Inside Cache

According to Wikipedia the cache as a concept began in 1967 when boffins at IBM suggested a memory improvement design that utilised what they called the ‘high speed buffer’. Apparently this was too much of a mouthful for the readership of the IBM System Journal in which a paper describing the technique was published, and the editor of the journal suggested ‘cache’ instead. And it’s stuck ever since.

As its original name suggests, a cache is a buffer in that it can store temporary data for quick access – although technically a cache and buffer are not the same thing. In simple terms a cache acts as a fast storage mechanism for temporary data in place of a slower source, the result of which can be reduced latencies and, in turn, increased performance.

To brutally re-phrase a quote from Babylon 5, “While all caches are buffers, not all buffers are caches” (Oh you big geek -ed).
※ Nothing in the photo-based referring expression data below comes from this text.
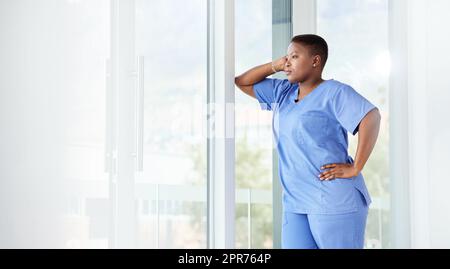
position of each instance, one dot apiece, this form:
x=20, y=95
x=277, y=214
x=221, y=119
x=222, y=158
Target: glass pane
x=253, y=129
x=171, y=190
x=357, y=35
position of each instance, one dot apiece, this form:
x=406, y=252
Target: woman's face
x=299, y=64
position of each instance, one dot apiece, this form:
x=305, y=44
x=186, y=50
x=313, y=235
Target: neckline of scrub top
x=297, y=88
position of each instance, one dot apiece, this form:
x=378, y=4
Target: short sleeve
x=268, y=91
x=349, y=108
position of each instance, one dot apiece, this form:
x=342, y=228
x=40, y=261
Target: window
x=171, y=188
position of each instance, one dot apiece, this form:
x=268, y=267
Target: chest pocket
x=313, y=130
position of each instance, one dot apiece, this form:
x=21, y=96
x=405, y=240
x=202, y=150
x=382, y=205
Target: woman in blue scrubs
x=325, y=199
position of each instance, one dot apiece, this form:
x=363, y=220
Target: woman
x=325, y=199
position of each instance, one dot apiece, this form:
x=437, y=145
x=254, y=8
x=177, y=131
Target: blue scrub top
x=310, y=134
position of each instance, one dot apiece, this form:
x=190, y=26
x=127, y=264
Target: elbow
x=237, y=81
x=377, y=115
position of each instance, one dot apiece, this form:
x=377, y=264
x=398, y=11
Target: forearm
x=255, y=75
x=367, y=137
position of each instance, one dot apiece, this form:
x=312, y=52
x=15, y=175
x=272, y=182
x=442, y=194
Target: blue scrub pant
x=312, y=231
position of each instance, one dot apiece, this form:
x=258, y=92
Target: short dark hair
x=316, y=44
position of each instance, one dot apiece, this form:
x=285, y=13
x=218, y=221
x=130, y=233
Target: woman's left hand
x=338, y=170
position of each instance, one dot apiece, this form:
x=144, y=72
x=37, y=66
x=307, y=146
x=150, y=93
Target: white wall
x=429, y=125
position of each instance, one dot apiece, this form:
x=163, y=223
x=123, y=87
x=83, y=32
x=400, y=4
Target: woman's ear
x=317, y=61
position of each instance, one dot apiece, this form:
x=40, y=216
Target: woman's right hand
x=280, y=63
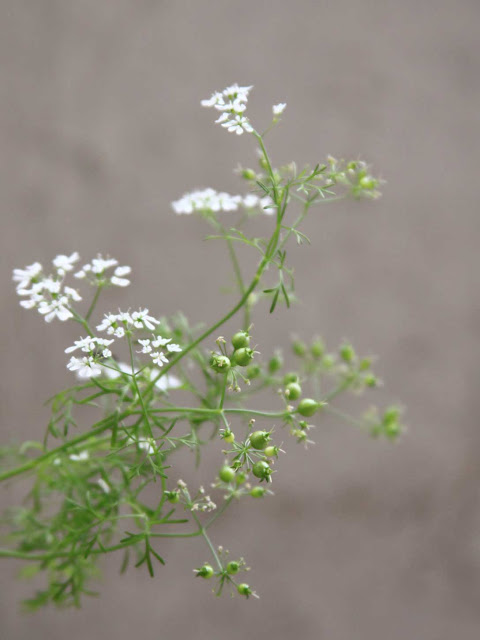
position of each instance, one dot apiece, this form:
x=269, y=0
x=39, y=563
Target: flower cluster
x=115, y=324
x=209, y=200
x=95, y=272
x=232, y=102
x=88, y=366
x=47, y=293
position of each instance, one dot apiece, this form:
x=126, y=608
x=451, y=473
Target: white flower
x=145, y=444
x=237, y=93
x=95, y=270
x=103, y=485
x=238, y=125
x=111, y=324
x=160, y=342
x=206, y=200
x=117, y=278
x=279, y=108
x=159, y=358
x=79, y=457
x=86, y=367
x=25, y=276
x=141, y=320
x=47, y=293
x=99, y=264
x=146, y=346
x=232, y=102
x=64, y=263
x=73, y=294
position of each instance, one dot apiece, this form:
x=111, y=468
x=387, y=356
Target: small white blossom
x=232, y=102
x=145, y=444
x=85, y=367
x=206, y=200
x=279, y=108
x=118, y=279
x=110, y=324
x=103, y=485
x=238, y=125
x=141, y=320
x=95, y=272
x=47, y=293
x=159, y=358
x=146, y=346
x=158, y=341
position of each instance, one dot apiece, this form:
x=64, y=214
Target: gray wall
x=101, y=129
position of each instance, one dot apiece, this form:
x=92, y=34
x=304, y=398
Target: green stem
x=102, y=426
x=140, y=397
x=93, y=304
x=205, y=536
x=41, y=557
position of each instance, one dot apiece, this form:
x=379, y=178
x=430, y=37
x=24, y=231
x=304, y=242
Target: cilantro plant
x=158, y=385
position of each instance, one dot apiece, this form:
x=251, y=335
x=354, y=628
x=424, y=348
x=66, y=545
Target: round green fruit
x=226, y=474
x=220, y=363
x=293, y=391
x=242, y=357
x=307, y=407
x=240, y=339
x=261, y=470
x=260, y=439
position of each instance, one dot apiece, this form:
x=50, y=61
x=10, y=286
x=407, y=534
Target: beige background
x=101, y=128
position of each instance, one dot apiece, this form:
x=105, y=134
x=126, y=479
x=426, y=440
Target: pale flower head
x=279, y=108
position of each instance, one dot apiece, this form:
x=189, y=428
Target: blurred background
x=101, y=129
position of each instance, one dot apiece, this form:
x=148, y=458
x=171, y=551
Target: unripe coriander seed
x=259, y=439
x=290, y=377
x=261, y=470
x=242, y=357
x=244, y=590
x=205, y=572
x=308, y=407
x=293, y=391
x=275, y=363
x=258, y=492
x=233, y=567
x=226, y=474
x=240, y=339
x=220, y=363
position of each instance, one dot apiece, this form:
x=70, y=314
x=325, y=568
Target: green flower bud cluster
x=388, y=426
x=90, y=487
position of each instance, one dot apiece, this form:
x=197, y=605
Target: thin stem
x=205, y=536
x=93, y=303
x=41, y=557
x=135, y=384
x=219, y=512
x=102, y=426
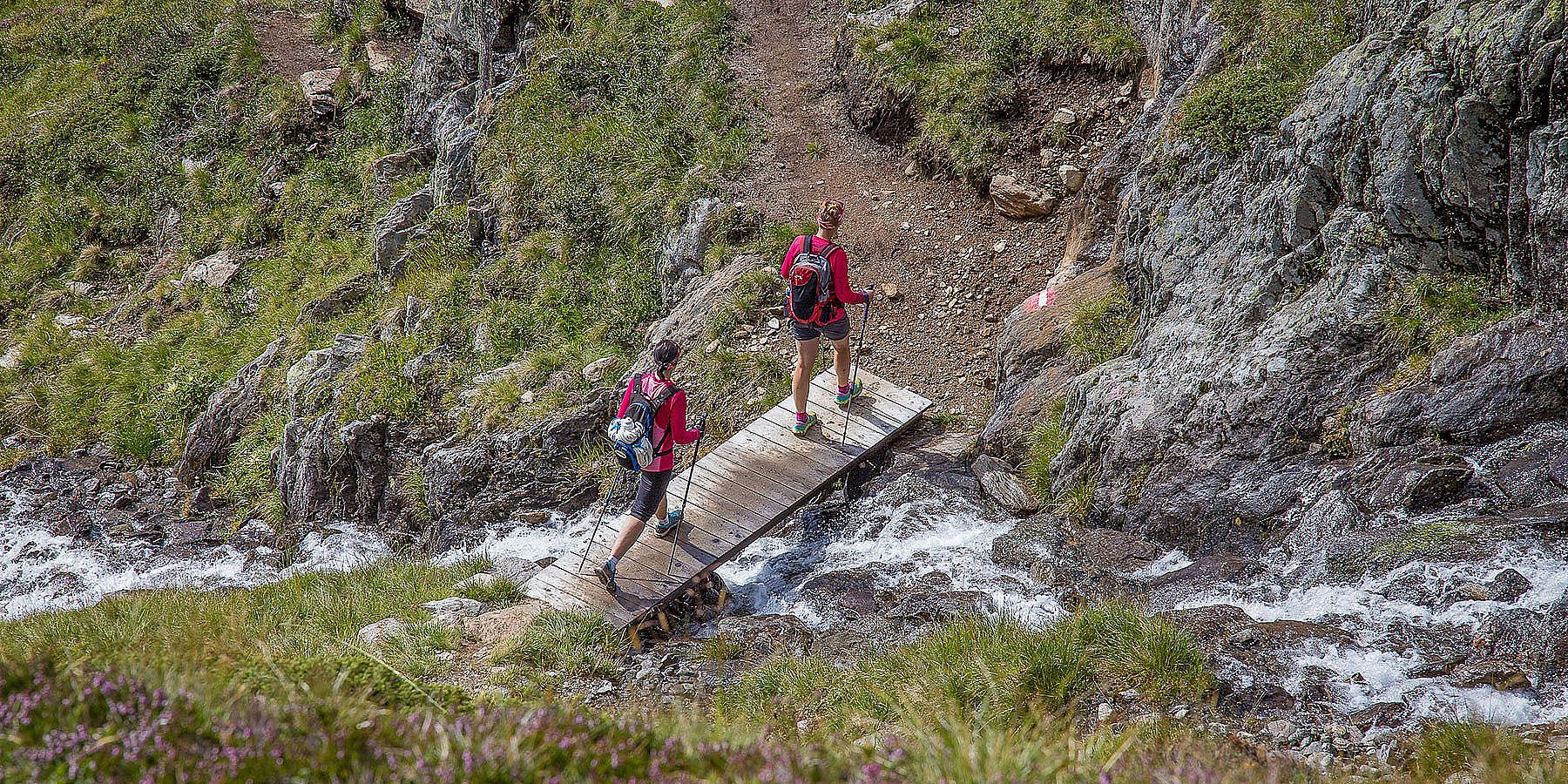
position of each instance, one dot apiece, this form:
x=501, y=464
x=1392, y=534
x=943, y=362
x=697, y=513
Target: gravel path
x=956, y=266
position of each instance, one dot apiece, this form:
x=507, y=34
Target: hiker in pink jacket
x=670, y=429
x=819, y=287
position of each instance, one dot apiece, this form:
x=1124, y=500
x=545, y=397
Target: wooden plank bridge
x=739, y=493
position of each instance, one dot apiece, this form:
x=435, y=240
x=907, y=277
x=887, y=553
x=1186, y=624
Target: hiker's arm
x=789, y=256
x=841, y=278
x=678, y=427
x=626, y=399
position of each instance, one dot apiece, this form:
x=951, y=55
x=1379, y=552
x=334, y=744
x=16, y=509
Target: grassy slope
x=270, y=684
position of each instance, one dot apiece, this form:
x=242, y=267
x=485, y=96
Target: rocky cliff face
x=1261, y=368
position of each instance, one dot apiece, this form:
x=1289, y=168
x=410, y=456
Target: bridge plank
x=739, y=491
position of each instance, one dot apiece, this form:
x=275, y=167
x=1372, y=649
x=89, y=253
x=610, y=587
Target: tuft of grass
x=1044, y=444
x=960, y=86
x=1429, y=313
x=1101, y=329
x=995, y=672
x=496, y=593
x=1078, y=502
x=1272, y=52
x=206, y=637
x=564, y=643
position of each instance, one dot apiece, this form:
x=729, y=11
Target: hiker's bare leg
x=631, y=529
x=841, y=361
x=803, y=366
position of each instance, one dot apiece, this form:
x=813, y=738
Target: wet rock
x=1209, y=623
x=227, y=411
x=380, y=631
x=943, y=605
x=1497, y=673
x=515, y=570
x=1015, y=198
x=395, y=229
x=767, y=635
x=1004, y=486
x=217, y=270
x=1029, y=541
x=1509, y=585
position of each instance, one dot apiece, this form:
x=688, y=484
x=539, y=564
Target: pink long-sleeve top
x=838, y=264
x=668, y=422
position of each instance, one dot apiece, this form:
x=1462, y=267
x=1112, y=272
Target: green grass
x=496, y=593
x=1044, y=444
x=207, y=637
x=564, y=643
x=962, y=86
x=991, y=672
x=1101, y=329
x=1274, y=51
x=1429, y=313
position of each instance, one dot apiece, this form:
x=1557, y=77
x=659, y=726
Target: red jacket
x=668, y=422
x=839, y=266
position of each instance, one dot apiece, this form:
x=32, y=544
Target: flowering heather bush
x=102, y=727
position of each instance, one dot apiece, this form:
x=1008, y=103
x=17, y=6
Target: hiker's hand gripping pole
x=697, y=452
x=855, y=376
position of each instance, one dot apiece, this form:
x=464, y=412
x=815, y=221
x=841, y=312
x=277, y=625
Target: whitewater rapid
x=901, y=538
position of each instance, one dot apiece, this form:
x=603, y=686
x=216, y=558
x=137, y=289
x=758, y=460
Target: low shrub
x=1274, y=51
x=1101, y=329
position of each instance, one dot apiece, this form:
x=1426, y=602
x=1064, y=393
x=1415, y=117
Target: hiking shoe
x=605, y=574
x=855, y=391
x=803, y=427
x=666, y=527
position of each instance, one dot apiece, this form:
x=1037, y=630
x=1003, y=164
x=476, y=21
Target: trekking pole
x=860, y=345
x=697, y=452
x=598, y=521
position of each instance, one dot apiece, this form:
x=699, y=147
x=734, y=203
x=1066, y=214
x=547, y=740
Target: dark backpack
x=632, y=435
x=809, y=282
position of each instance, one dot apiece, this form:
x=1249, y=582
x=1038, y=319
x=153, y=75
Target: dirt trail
x=935, y=240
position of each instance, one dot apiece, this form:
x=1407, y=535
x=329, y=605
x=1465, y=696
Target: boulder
x=1071, y=178
x=339, y=300
x=595, y=372
x=217, y=270
x=309, y=380
x=374, y=634
x=455, y=604
x=321, y=90
x=686, y=248
x=395, y=227
x=227, y=411
x=1018, y=199
x=1509, y=585
x=1004, y=486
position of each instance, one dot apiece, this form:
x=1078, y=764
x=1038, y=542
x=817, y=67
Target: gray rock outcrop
x=227, y=411
x=1262, y=280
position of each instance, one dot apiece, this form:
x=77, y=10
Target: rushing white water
x=902, y=538
x=41, y=571
x=1372, y=670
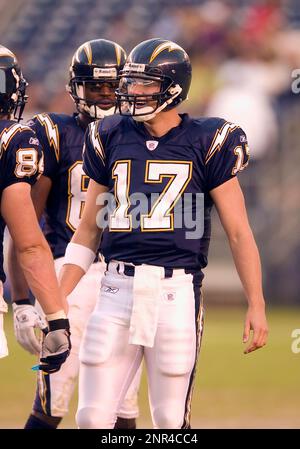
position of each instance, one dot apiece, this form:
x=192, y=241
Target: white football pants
x=108, y=363
x=55, y=390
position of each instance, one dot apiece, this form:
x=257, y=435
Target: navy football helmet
x=156, y=77
x=95, y=62
x=12, y=85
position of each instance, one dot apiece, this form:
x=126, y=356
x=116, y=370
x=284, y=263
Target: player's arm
x=36, y=261
x=85, y=241
x=230, y=204
x=26, y=316
x=32, y=250
x=81, y=251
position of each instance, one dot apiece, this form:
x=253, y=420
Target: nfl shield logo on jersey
x=151, y=144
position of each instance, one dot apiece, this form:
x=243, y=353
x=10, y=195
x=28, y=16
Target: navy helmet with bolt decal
x=95, y=63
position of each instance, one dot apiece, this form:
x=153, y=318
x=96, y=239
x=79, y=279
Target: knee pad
x=176, y=351
x=168, y=417
x=94, y=418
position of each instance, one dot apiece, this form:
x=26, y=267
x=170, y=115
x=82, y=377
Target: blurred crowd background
x=243, y=55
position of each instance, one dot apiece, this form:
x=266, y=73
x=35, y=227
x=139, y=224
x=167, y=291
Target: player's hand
x=26, y=320
x=256, y=322
x=56, y=346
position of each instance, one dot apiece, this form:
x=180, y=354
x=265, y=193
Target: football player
x=155, y=256
x=61, y=193
x=20, y=166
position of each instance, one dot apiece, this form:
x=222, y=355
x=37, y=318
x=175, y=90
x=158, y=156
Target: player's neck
x=163, y=122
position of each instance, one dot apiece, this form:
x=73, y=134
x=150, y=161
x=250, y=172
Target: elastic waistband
x=128, y=269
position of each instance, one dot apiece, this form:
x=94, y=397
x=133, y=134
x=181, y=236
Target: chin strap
x=149, y=113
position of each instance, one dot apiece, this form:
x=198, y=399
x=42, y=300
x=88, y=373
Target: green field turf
x=232, y=390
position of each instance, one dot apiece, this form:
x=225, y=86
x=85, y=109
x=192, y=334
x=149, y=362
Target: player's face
x=144, y=88
x=101, y=93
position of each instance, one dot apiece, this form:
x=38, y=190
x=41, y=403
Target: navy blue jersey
x=20, y=161
x=186, y=163
x=62, y=139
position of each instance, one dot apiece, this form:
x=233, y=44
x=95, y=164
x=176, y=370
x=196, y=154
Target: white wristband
x=79, y=255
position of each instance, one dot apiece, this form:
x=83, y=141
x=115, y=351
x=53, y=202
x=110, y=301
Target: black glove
x=56, y=346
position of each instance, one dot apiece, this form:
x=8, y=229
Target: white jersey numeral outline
x=160, y=218
x=77, y=188
x=27, y=162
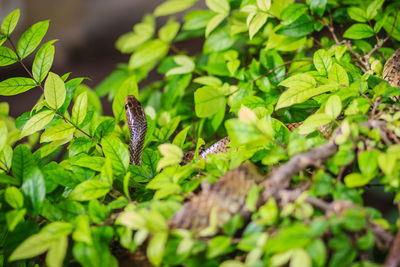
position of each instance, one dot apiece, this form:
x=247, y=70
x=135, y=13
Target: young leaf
x=337, y=74
x=14, y=197
x=256, y=23
x=16, y=85
x=313, y=122
x=208, y=100
x=22, y=162
x=31, y=38
x=302, y=26
x=359, y=31
x=9, y=22
x=34, y=189
x=298, y=95
x=54, y=91
x=129, y=87
x=7, y=56
x=219, y=6
x=214, y=22
x=57, y=251
x=58, y=132
x=89, y=190
x=117, y=152
x=43, y=61
x=3, y=135
x=80, y=108
x=322, y=61
x=172, y=154
x=156, y=248
x=186, y=65
x=173, y=6
x=149, y=52
x=33, y=246
x=333, y=106
x=357, y=14
x=37, y=122
x=168, y=32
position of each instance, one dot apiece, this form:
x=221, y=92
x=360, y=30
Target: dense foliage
x=67, y=188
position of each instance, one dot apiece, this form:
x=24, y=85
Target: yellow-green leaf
x=54, y=90
x=58, y=132
x=90, y=189
x=37, y=122
x=172, y=154
x=80, y=108
x=9, y=22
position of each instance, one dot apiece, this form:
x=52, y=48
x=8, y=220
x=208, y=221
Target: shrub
x=67, y=188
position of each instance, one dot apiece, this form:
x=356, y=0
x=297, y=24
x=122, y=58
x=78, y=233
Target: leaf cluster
x=67, y=188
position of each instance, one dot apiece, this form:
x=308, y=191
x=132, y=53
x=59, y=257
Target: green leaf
x=217, y=246
x=298, y=95
x=337, y=74
x=355, y=180
x=57, y=251
x=16, y=85
x=264, y=5
x=89, y=190
x=219, y=6
x=58, y=132
x=9, y=22
x=80, y=109
x=31, y=38
x=357, y=14
x=91, y=162
x=333, y=106
x=156, y=248
x=302, y=26
x=317, y=6
x=3, y=135
x=302, y=80
x=214, y=22
x=186, y=65
x=149, y=52
x=129, y=87
x=368, y=163
x=14, y=197
x=208, y=100
x=256, y=23
x=359, y=31
x=322, y=62
x=300, y=258
x=168, y=32
x=179, y=139
x=7, y=56
x=54, y=91
x=22, y=162
x=373, y=8
x=117, y=152
x=172, y=154
x=34, y=189
x=313, y=122
x=37, y=122
x=33, y=246
x=173, y=6
x=43, y=61
x=14, y=217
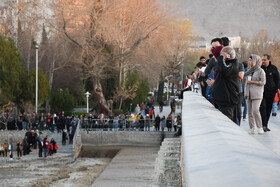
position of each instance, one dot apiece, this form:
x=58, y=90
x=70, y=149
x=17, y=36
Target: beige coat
x=256, y=91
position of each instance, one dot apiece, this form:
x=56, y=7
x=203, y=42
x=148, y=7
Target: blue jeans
x=274, y=108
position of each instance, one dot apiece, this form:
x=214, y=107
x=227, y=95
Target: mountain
x=231, y=17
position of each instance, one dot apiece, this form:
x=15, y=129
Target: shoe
x=260, y=131
x=251, y=131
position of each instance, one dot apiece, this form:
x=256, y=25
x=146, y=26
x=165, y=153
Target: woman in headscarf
x=254, y=87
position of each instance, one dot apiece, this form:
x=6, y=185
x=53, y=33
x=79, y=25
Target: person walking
x=254, y=86
x=226, y=83
x=157, y=122
x=275, y=103
x=270, y=89
x=19, y=148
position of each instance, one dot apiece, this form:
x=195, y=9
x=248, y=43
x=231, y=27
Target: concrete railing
x=124, y=138
x=218, y=153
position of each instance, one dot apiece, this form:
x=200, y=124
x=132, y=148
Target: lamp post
x=36, y=90
x=168, y=78
x=87, y=95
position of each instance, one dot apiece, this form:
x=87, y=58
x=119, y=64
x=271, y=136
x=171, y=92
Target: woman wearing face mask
x=254, y=86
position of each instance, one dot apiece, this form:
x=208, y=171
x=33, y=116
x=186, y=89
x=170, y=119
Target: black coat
x=157, y=120
x=226, y=85
x=272, y=80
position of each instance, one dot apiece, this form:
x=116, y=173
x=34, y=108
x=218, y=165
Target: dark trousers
x=237, y=110
x=265, y=109
x=228, y=111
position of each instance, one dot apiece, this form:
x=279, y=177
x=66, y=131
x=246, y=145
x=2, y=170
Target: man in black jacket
x=270, y=89
x=226, y=85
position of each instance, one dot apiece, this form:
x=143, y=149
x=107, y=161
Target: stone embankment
x=168, y=162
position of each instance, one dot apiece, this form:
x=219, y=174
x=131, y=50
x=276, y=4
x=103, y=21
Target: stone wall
x=218, y=153
x=124, y=138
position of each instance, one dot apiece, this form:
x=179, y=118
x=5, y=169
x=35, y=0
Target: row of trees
x=113, y=49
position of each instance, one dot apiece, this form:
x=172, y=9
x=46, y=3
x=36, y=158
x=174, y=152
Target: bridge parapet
x=218, y=153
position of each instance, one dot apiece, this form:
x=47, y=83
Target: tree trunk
x=51, y=70
x=100, y=97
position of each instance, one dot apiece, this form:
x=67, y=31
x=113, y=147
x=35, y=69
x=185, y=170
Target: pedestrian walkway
x=270, y=139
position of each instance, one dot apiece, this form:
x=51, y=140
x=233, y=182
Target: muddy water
x=57, y=170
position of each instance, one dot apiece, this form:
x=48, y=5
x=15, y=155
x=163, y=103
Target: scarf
x=216, y=51
x=257, y=62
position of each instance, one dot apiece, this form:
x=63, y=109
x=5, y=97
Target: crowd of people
x=228, y=84
x=140, y=118
x=32, y=141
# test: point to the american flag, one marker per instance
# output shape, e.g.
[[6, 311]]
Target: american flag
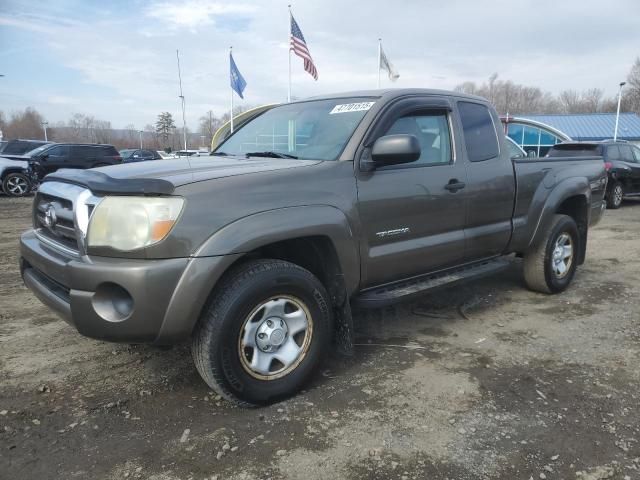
[[299, 47]]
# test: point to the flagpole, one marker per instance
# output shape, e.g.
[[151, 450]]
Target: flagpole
[[379, 51], [231, 88], [289, 44], [184, 121]]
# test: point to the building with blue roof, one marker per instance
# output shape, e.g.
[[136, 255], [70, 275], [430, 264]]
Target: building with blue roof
[[538, 133]]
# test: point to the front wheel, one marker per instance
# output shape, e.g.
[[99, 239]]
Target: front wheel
[[264, 330], [16, 185], [549, 266], [615, 196]]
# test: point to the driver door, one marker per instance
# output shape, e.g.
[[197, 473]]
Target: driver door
[[412, 220]]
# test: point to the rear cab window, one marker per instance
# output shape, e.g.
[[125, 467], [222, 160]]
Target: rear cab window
[[479, 131]]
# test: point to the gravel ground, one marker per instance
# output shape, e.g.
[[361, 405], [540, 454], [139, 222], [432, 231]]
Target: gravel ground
[[481, 381]]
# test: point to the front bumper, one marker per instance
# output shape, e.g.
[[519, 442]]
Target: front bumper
[[121, 300]]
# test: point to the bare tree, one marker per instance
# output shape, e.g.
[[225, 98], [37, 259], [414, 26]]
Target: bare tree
[[165, 126], [25, 124]]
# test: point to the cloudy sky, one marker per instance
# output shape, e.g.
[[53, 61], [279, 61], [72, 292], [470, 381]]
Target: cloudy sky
[[116, 60]]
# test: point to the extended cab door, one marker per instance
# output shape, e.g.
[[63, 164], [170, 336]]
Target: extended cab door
[[491, 182], [413, 214]]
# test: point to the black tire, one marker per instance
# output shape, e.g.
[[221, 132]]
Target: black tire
[[615, 195], [216, 345], [16, 184], [540, 265]]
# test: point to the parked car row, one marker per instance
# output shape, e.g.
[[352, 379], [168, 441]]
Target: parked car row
[[23, 163], [621, 160]]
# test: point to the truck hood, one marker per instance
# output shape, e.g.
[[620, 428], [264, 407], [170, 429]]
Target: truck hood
[[180, 171], [161, 177]]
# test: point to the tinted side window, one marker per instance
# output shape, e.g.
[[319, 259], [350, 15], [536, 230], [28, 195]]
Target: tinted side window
[[613, 153], [479, 132], [83, 153], [626, 153], [432, 131]]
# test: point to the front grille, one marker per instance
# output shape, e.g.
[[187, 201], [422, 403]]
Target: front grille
[[62, 230], [59, 290]]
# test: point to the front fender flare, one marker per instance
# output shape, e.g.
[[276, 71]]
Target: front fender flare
[[263, 228]]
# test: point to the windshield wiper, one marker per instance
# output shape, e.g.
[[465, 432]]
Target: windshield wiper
[[270, 155]]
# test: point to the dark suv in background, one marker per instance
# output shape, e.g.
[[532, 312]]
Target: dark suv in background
[[622, 161], [20, 147], [50, 158]]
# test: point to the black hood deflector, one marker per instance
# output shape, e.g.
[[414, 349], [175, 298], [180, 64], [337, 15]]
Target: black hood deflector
[[101, 183]]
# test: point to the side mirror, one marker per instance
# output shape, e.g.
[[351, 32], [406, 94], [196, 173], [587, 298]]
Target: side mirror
[[394, 150]]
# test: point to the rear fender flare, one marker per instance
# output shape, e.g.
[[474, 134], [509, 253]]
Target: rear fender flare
[[570, 187]]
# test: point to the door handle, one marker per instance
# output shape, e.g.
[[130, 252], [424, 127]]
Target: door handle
[[454, 185]]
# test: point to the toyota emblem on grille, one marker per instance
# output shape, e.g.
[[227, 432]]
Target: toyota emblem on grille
[[50, 218]]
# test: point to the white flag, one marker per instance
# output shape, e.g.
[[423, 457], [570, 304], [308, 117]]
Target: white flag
[[385, 64]]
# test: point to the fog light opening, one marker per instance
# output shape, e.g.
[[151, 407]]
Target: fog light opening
[[112, 302]]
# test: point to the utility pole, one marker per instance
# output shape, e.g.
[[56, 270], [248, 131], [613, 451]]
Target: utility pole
[[615, 133], [181, 96]]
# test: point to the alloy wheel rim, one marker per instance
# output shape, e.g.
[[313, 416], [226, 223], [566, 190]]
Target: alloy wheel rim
[[17, 186], [275, 337], [562, 255]]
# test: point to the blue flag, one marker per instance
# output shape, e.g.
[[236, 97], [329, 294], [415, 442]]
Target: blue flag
[[238, 82]]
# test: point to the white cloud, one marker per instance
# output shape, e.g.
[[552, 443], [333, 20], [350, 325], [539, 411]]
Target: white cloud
[[193, 13], [128, 58]]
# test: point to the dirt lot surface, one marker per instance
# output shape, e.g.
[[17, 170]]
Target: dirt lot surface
[[482, 381]]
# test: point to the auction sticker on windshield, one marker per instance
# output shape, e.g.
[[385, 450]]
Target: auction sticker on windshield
[[351, 107]]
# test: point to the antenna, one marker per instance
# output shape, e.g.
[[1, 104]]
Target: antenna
[[181, 96]]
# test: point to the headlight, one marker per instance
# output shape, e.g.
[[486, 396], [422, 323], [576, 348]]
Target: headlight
[[130, 223]]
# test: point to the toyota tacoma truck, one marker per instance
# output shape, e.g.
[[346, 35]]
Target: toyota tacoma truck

While a cache also buffers data in that the information is readily available in the cache for quick retrieval, a buffer is instead usually used to store data in transit and is designed to flush but retain its contents unless more data pushes it out. Mostly, they’re FIFO (first in first out), as you see with disk caches. Indeed, while hard drives today come with 8M, 16M, and 32M caches these are, in operation if not in name, buffers.

By contrast a cache will frequently continue to store whatever data is needed even as some of its contents come and go, and is used in conjunction with predictive algorithms to keep useful data where it’s needed most.

And on that note, just what are all those caches in your system and what do they do?

L1
The Level 1 cache, or L1, is built into your CPU and so runs at the same speed as the CPU. This is an expensive prospect to do, and as a result L1 caches aren’t very large. However they are the fastest cache in your system, and your CPU loves them. More than Vegemite loves toast, even.

In modern CPUs the L1 is frequently broken down into two specific dedicated caches: the instruction cache and the data cache.

The instruction cache, as the name suggests, caches instructions before they enter the fetch/decode/execution cycle. The data cache stores the results of calculations before being written back to the L2 cache and onto main memory. Together they can reduce latency for calculations that require instructions already in the instruction cache, or data already in the data cache, saving the need to source these from the L2 cache. Note: that is a simplistic view of cache operation – branching prediction allows the instruction prefetcher to load instructions into the L1 instruction cache in advance, while the L1 data cache can also be pre-emptively filled from the L2 cache in advance for data that is expected to be needed. It’s all part of the magic, and complexity, of modern CPU design.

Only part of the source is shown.